Юноша с растрепавшимися темными локонами стоял на опушке леса, нервно перебирая край рубашки. Босые ноги щекотала трава, совсем свежая, по-детски зеленая, едва выбившаяся из плена обожженной холодом земли. Небеса дышали белоснежными облаками, настолько высокими, что их бока не царапали даже вечные сосны, растущие здесь еще до рождения бабушки Оливера.
Запах летнего полудня мешался с душистым ароматом свежего хлеба, который бережно лежал на дне пастушьей сумочки.
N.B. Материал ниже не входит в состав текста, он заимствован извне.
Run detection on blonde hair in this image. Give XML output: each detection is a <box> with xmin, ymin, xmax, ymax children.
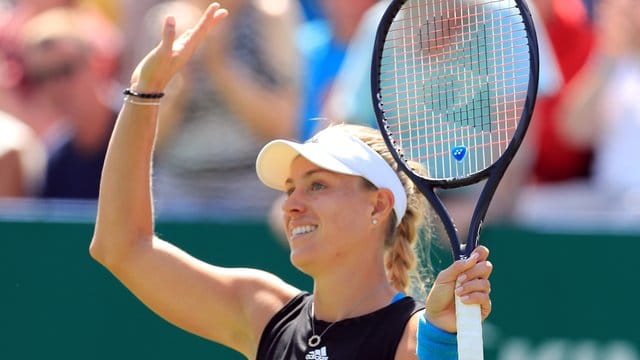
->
<box><xmin>334</xmin><ymin>124</ymin><xmax>433</xmax><ymax>299</ymax></box>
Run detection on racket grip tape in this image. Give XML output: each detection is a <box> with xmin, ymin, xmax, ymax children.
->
<box><xmin>456</xmin><ymin>295</ymin><xmax>484</xmax><ymax>360</ymax></box>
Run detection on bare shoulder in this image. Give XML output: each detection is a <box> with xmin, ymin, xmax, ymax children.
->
<box><xmin>395</xmin><ymin>311</ymin><xmax>423</xmax><ymax>360</ymax></box>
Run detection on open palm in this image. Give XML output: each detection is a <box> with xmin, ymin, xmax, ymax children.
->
<box><xmin>131</xmin><ymin>2</ymin><xmax>228</xmax><ymax>92</ymax></box>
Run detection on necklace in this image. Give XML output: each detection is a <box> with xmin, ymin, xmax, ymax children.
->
<box><xmin>307</xmin><ymin>284</ymin><xmax>384</xmax><ymax>348</ymax></box>
<box><xmin>307</xmin><ymin>303</ymin><xmax>337</xmax><ymax>347</ymax></box>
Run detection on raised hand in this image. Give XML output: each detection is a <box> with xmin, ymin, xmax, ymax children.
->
<box><xmin>131</xmin><ymin>2</ymin><xmax>228</xmax><ymax>92</ymax></box>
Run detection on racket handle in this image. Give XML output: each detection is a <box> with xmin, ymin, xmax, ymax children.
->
<box><xmin>456</xmin><ymin>295</ymin><xmax>484</xmax><ymax>360</ymax></box>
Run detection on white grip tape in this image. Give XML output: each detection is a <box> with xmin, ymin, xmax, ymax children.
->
<box><xmin>456</xmin><ymin>295</ymin><xmax>484</xmax><ymax>360</ymax></box>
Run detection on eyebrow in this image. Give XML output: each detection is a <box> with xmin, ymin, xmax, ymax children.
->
<box><xmin>284</xmin><ymin>167</ymin><xmax>333</xmax><ymax>186</ymax></box>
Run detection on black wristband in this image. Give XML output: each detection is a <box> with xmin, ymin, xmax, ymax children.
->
<box><xmin>122</xmin><ymin>88</ymin><xmax>164</xmax><ymax>99</ymax></box>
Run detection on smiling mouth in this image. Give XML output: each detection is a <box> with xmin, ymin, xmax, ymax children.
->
<box><xmin>291</xmin><ymin>225</ymin><xmax>318</xmax><ymax>236</ymax></box>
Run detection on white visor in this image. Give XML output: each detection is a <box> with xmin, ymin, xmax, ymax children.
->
<box><xmin>256</xmin><ymin>127</ymin><xmax>407</xmax><ymax>226</ymax></box>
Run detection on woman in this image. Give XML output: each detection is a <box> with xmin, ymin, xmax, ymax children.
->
<box><xmin>91</xmin><ymin>3</ymin><xmax>491</xmax><ymax>360</ymax></box>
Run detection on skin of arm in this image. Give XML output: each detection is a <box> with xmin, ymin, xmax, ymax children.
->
<box><xmin>90</xmin><ymin>3</ymin><xmax>298</xmax><ymax>358</ymax></box>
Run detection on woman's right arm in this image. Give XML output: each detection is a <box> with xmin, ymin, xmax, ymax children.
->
<box><xmin>90</xmin><ymin>4</ymin><xmax>297</xmax><ymax>357</ymax></box>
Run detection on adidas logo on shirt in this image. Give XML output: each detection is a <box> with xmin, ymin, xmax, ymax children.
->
<box><xmin>304</xmin><ymin>346</ymin><xmax>329</xmax><ymax>360</ymax></box>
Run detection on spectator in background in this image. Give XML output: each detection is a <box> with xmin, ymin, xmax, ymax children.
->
<box><xmin>514</xmin><ymin>0</ymin><xmax>640</xmax><ymax>225</ymax></box>
<box><xmin>0</xmin><ymin>0</ymin><xmax>77</xmax><ymax>142</ymax></box>
<box><xmin>562</xmin><ymin>0</ymin><xmax>640</xmax><ymax>193</ymax></box>
<box><xmin>133</xmin><ymin>0</ymin><xmax>301</xmax><ymax>219</ymax></box>
<box><xmin>0</xmin><ymin>111</ymin><xmax>46</xmax><ymax>198</ymax></box>
<box><xmin>530</xmin><ymin>0</ymin><xmax>593</xmax><ymax>183</ymax></box>
<box><xmin>21</xmin><ymin>7</ymin><xmax>121</xmax><ymax>198</ymax></box>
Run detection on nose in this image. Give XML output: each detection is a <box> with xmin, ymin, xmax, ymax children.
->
<box><xmin>282</xmin><ymin>189</ymin><xmax>306</xmax><ymax>214</ymax></box>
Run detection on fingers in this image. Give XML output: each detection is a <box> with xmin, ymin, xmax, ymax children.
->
<box><xmin>182</xmin><ymin>2</ymin><xmax>229</xmax><ymax>49</ymax></box>
<box><xmin>455</xmin><ymin>246</ymin><xmax>493</xmax><ymax>319</ymax></box>
<box><xmin>160</xmin><ymin>16</ymin><xmax>176</xmax><ymax>52</ymax></box>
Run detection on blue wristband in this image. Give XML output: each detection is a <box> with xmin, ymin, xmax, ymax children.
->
<box><xmin>416</xmin><ymin>312</ymin><xmax>458</xmax><ymax>360</ymax></box>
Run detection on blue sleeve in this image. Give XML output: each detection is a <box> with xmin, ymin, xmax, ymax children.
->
<box><xmin>416</xmin><ymin>313</ymin><xmax>458</xmax><ymax>360</ymax></box>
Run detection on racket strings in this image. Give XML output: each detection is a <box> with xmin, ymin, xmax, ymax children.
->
<box><xmin>379</xmin><ymin>0</ymin><xmax>530</xmax><ymax>178</ymax></box>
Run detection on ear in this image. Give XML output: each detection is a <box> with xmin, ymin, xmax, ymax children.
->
<box><xmin>371</xmin><ymin>188</ymin><xmax>394</xmax><ymax>221</ymax></box>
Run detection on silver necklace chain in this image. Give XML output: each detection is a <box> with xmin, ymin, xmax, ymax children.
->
<box><xmin>307</xmin><ymin>303</ymin><xmax>338</xmax><ymax>347</ymax></box>
<box><xmin>307</xmin><ymin>286</ymin><xmax>384</xmax><ymax>348</ymax></box>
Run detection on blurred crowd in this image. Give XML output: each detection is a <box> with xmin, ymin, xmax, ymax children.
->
<box><xmin>0</xmin><ymin>0</ymin><xmax>640</xmax><ymax>227</ymax></box>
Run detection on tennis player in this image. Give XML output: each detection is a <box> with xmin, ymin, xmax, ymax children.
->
<box><xmin>90</xmin><ymin>3</ymin><xmax>492</xmax><ymax>360</ymax></box>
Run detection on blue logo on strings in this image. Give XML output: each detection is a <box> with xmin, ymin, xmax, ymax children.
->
<box><xmin>451</xmin><ymin>146</ymin><xmax>467</xmax><ymax>161</ymax></box>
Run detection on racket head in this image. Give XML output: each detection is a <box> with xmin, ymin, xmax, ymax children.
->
<box><xmin>371</xmin><ymin>0</ymin><xmax>539</xmax><ymax>188</ymax></box>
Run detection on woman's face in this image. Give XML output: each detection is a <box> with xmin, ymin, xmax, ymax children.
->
<box><xmin>282</xmin><ymin>156</ymin><xmax>382</xmax><ymax>273</ymax></box>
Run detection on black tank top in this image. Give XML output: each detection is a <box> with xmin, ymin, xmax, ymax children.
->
<box><xmin>256</xmin><ymin>292</ymin><xmax>424</xmax><ymax>360</ymax></box>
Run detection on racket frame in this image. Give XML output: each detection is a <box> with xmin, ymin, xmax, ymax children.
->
<box><xmin>371</xmin><ymin>0</ymin><xmax>539</xmax><ymax>260</ymax></box>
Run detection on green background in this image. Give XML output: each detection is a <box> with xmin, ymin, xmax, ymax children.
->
<box><xmin>0</xmin><ymin>219</ymin><xmax>640</xmax><ymax>360</ymax></box>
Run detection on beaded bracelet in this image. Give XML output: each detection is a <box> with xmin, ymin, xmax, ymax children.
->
<box><xmin>122</xmin><ymin>88</ymin><xmax>164</xmax><ymax>99</ymax></box>
<box><xmin>124</xmin><ymin>95</ymin><xmax>160</xmax><ymax>106</ymax></box>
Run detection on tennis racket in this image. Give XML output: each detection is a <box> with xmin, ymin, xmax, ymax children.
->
<box><xmin>371</xmin><ymin>0</ymin><xmax>538</xmax><ymax>360</ymax></box>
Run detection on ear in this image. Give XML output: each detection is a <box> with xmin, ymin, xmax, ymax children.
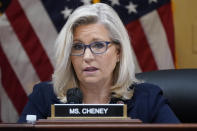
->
<box><xmin>116</xmin><ymin>45</ymin><xmax>121</xmax><ymax>62</ymax></box>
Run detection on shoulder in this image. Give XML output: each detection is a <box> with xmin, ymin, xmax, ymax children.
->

То и дело Оливер опускал ладонь и касался еще теплой корочки, в нетерпении разгрызая ранку на нижней губе. Взгляд его метался по краям опушки, натыкаясь на неясные, гуляющие тени. То и дело он весь вытягивался, чтобы тут же расслабленно выдохнуть смесь облегчения и раздражения, приняв порыв ветра за движение.
Ноги загудели, и Оливер опустился прямо так, на траву, откинувшись назад и устремив глаза в небо. Там кудрявыми овечками бодали друг друга облака, то и дело налетая на разгоряченное солнце. Тихо шумел ветер, донося далекие отзвуки леса, приятно ныла спина от утренней работы. Оливер выполнял все быстро, не жалея себя, только бы прибежать на опушку с честно заработанной краюшкой хлеба.
Нутро горело от предвкушении встречи, но не меньше горячила еще одна новость, которую мальчишка ревностно оберегал. Учеба всегда давалась ему немного легче, чем остальным, и всегда книги влекли Оливера куда больше, чем игры или тяжелая работа. Учитель в приходской школе давно это отмечал, но Оливер и подумать не мог, что он поручится за ученика в городской академии и уговорит тамошних преподавателей принять его.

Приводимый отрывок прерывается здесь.